Ranges based on observed inference costs across OpenAI, Anthropic, Google Vertex, and Azure OpenAI Service. Tool subscription fees, infrastructure costs, and per-seat licensing not included.

Stop rewarding token volume. Start rewarding outcomes. The leaderboard is the problem, not the solution. The team that ships the cleanest feature with the fewest tokens is the one you want.

Anders Lindholm

§ 04 · What engineering teams can actually do

“There are three procurement plays and two cultural plays. Most teams ignore all five.”

Practical question — what can engineering leaders do about this besides hope unit prices keep falling fast enough?

Five things. Three procurement, two cultural. On the procurement side, first: stop buying retail. The list price of OpenAI, Anthropic, Google Vertex, and Azure is the worst rate you can pay. Larger customers have negotiated 20 to 40 percent discounts directly with the providers, and resellers and credit marketplaces offer additional discounts on top. AICreditMart is one I’d point teams toward — they aggregate discounted API credits across OpenAI, Google, Azure, and AWS Bedrock at meaningful margins below list price, which for a team spending $10,000 a month is a $2,000-to-$4,000 monthly saving with no change to the underlying workflow.
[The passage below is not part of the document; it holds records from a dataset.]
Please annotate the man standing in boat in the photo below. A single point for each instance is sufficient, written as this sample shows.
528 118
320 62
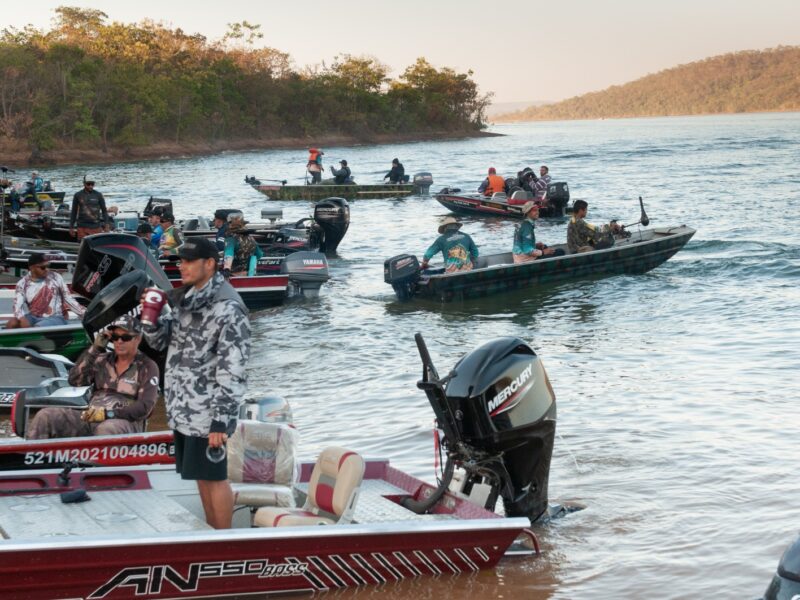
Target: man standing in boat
124 388
583 236
457 248
88 211
41 298
526 248
314 165
492 184
207 338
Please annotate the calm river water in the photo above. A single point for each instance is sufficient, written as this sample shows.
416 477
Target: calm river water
677 390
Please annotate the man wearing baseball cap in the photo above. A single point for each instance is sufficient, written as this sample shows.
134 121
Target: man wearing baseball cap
207 339
88 211
124 383
41 298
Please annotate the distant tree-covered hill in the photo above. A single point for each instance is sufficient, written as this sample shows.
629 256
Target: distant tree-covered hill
748 81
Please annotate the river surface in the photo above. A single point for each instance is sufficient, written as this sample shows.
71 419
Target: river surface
677 390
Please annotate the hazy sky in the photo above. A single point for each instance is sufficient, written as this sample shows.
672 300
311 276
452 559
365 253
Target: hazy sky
518 49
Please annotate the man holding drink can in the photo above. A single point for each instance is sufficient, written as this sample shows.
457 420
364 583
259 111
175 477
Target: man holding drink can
207 337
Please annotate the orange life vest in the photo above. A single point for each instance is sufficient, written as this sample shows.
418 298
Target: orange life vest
496 184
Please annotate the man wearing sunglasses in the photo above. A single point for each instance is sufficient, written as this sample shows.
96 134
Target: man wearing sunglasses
41 298
88 211
124 388
207 338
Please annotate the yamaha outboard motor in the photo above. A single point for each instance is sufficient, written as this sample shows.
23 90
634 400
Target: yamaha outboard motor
785 584
105 256
498 414
402 273
307 272
333 216
422 183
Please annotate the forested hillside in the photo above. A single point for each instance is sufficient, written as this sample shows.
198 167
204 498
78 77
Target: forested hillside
90 83
750 81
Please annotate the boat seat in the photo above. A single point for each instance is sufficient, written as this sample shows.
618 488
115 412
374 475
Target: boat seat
262 465
332 493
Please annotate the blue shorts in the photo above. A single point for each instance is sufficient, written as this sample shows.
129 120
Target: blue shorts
50 321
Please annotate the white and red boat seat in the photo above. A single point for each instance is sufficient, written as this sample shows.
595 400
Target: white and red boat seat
332 493
262 463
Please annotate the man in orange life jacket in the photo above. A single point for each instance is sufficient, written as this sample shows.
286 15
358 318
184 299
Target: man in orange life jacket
493 183
314 164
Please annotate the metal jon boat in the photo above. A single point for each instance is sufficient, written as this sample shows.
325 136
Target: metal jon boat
496 273
420 185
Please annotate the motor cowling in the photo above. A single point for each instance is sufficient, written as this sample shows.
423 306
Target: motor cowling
307 271
785 584
505 406
333 217
402 273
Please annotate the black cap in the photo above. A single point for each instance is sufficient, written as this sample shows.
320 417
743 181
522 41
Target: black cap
195 248
37 259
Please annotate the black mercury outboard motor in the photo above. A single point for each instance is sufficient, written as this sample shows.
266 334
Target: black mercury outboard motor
785 584
558 197
402 273
307 272
333 216
422 183
114 269
498 413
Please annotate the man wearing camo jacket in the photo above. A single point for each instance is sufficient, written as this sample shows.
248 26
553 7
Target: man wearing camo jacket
207 337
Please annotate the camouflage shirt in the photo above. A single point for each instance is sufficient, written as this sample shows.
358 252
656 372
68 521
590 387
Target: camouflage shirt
207 337
581 233
131 394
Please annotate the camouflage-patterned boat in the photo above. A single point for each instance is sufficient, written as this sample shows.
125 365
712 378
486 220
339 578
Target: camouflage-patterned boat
496 273
420 185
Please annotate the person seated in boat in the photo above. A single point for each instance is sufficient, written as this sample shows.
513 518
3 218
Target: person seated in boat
41 298
240 249
314 165
221 224
341 176
583 236
124 388
526 248
492 184
171 238
155 223
457 248
542 182
397 174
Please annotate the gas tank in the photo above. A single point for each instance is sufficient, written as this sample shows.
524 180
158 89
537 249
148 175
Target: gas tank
499 388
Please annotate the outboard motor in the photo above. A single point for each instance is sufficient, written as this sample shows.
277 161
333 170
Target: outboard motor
498 414
402 273
333 216
558 196
785 585
422 183
103 257
307 272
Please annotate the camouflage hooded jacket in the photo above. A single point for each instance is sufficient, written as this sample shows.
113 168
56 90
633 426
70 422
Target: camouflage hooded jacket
207 337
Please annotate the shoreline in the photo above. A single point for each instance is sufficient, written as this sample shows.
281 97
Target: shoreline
171 150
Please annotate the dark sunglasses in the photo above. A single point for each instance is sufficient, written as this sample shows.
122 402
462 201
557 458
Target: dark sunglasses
125 337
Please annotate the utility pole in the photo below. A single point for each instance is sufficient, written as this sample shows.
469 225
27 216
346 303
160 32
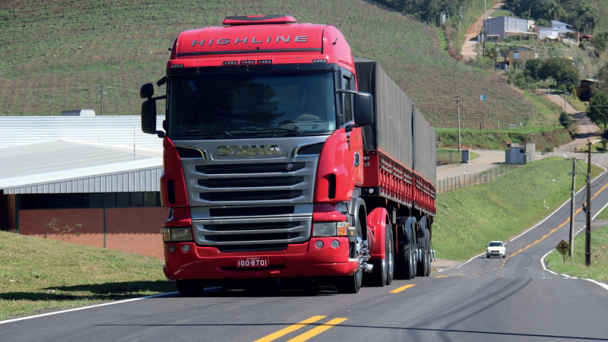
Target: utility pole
565 87
101 89
458 109
588 229
571 240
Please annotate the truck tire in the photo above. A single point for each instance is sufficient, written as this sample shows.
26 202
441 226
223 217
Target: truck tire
384 268
428 254
406 261
351 283
189 288
424 266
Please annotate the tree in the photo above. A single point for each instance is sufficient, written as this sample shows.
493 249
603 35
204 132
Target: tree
565 120
600 41
597 110
587 17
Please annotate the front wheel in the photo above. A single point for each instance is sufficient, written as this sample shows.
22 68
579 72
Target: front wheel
352 283
189 288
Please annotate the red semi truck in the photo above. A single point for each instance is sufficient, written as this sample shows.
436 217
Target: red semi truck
285 158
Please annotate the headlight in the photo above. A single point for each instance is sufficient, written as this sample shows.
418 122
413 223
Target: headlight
329 229
177 234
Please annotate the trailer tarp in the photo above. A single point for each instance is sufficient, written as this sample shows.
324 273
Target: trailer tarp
399 128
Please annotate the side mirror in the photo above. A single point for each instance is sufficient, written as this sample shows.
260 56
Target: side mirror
364 109
148 116
146 91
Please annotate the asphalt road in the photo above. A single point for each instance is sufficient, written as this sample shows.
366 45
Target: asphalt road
510 299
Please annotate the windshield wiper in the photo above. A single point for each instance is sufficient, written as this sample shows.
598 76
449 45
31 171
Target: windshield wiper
273 130
207 132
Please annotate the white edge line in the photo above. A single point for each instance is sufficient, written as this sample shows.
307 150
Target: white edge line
542 260
538 224
86 307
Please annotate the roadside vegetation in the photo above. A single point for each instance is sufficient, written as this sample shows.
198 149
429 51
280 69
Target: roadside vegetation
41 275
449 156
470 217
545 137
63 56
576 267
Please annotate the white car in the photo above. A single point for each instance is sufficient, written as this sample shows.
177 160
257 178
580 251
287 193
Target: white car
496 248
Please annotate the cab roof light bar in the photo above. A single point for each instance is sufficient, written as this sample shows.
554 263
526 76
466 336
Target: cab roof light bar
259 19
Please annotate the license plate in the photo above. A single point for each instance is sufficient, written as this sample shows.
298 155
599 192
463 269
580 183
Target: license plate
252 262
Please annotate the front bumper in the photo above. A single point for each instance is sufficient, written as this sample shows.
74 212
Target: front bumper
297 260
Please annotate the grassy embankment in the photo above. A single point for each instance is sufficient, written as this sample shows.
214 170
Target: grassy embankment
54 59
39 275
447 156
468 218
576 267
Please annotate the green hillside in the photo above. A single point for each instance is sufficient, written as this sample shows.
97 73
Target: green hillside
62 54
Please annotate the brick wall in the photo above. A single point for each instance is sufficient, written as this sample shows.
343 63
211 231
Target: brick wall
135 230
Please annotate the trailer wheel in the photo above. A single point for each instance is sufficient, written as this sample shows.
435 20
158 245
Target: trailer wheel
424 266
406 260
390 256
428 254
351 283
384 268
189 288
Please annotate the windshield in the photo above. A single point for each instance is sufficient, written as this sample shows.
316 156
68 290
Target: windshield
240 105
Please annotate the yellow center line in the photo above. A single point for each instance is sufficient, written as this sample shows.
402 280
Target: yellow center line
316 331
290 329
402 288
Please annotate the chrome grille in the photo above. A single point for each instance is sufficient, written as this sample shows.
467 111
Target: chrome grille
253 202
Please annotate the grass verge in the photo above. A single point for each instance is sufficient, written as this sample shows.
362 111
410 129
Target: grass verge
448 156
470 217
40 275
575 267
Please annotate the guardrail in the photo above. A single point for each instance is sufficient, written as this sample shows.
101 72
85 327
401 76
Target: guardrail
472 179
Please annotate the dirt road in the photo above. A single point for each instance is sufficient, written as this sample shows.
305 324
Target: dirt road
586 128
469 48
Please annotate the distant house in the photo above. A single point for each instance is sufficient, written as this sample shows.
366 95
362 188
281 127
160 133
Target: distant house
519 56
583 91
547 33
504 27
561 28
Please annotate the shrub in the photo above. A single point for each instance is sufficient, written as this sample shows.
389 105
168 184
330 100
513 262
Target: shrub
565 120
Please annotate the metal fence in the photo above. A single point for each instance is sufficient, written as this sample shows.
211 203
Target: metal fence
471 179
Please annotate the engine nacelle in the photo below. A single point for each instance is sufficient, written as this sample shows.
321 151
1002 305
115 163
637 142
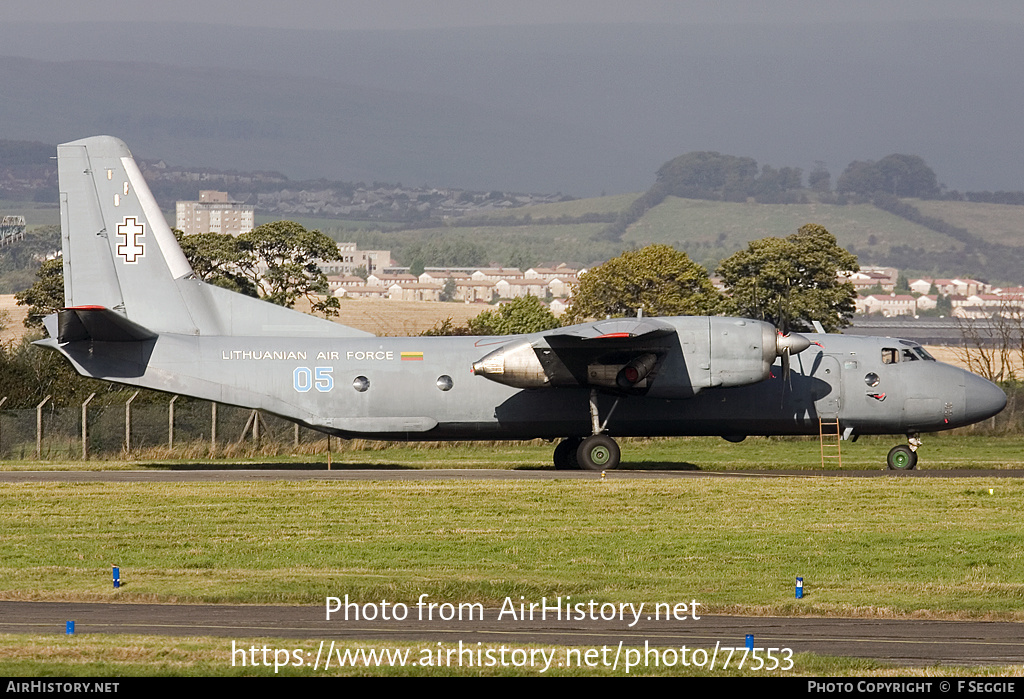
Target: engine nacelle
665 358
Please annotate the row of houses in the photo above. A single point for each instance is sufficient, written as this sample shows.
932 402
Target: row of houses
463 285
1005 301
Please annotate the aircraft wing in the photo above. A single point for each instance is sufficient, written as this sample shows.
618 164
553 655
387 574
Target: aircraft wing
658 357
619 354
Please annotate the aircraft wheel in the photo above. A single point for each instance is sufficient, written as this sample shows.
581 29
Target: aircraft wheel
598 452
565 454
901 457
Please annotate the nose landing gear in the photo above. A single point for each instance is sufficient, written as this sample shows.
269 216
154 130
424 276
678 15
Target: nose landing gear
904 456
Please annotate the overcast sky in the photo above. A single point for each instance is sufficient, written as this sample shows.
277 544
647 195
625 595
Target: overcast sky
345 14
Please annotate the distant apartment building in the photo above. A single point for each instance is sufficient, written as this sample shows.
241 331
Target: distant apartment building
372 261
214 213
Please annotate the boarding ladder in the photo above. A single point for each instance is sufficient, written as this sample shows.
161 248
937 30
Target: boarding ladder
832 441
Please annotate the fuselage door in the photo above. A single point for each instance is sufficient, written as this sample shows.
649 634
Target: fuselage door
825 385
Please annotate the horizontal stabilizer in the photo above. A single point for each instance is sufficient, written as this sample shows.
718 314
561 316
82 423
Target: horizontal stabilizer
99 324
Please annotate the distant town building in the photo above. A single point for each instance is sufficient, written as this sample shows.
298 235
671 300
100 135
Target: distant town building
372 261
11 229
214 213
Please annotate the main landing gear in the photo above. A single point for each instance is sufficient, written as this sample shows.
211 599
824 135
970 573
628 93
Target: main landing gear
597 452
904 456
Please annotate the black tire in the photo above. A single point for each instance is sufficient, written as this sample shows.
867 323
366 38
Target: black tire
598 453
564 455
901 457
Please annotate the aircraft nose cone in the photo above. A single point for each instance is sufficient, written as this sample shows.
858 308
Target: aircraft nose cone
984 398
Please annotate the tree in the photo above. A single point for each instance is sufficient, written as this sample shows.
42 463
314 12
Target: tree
286 266
525 314
657 278
897 174
793 280
709 175
46 295
219 259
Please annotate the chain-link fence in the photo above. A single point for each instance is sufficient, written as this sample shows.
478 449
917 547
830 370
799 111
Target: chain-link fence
170 429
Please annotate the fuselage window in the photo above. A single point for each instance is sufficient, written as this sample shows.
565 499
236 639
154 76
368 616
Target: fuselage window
923 353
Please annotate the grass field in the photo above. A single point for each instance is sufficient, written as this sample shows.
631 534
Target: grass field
882 547
126 656
941 548
1001 223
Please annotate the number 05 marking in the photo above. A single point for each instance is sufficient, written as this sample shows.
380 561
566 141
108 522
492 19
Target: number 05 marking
304 379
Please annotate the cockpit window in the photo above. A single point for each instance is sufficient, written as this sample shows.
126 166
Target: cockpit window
919 351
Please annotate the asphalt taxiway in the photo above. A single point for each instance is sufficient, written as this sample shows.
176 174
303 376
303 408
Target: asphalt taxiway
905 642
220 474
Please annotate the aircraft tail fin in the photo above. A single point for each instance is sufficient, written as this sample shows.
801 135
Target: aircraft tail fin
120 254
For a team spending $50,000 a month, that’s a quarter of a million in annual savings. It’s the lowest-effort win available.

And the other two procurement plays?

Multi-provider sourcing. Most teams default to one model provider for cultural reasons — they like Claude, or they trust GPT, or they started with Gemini. That’s fine for the first six months. After that, the unit economics differ across providers for different workloads, and routing traffic intelligently across multiple providers can cut costs 20 to 35 percent. There are now several open-source routers — LiteLLM, OpenRouter, Portkey — that make this technically trivial. The barrier is organisational, not technical. Third: caching aggressively. Inference cost dominates output token cost. If your application repeatedly asks the same or similar questions, prompt caching across providers can reduce token spend by 50 to 80 percent for the cached portions. Most teams underutilise this dramatically.

And the cultural pieces?

Stop incentivising volume. Whatever Meta thought they were achieving with the Claudeonomics leaderboard, what they actually achieved was teaching their engineers to waste tokens. The same pattern at Uber, the same pattern at Amazon. If you reward usage, you get usage. If you reward outcomes — features shipped, bugs fixed, customer issues resolved — you get outcomes, and the token usage that produces those outcomes is dramatically lower than the usage produced by people optimising for the leaderboard. Second cultural piece: train engineers to use the cheapest model that meets the task requirement. Most engineers default to the most capable model for every task, which is wasteful. A code completion doesn’t need GPT-4.1. A documentation lookup doesn’t need Claude Opus. A simple classification task doesn’t need Gemini 2.5 Pro. The smartest engineers I know are increasingly model-agnostic — they pick the right model for the right job, and their unit costs are a fraction of what their less-disciplined colleagues are running.

§ 05 · The road ahead

“Jensen says 100 agents per employee. The bill says that’s $40 billion in tokens.”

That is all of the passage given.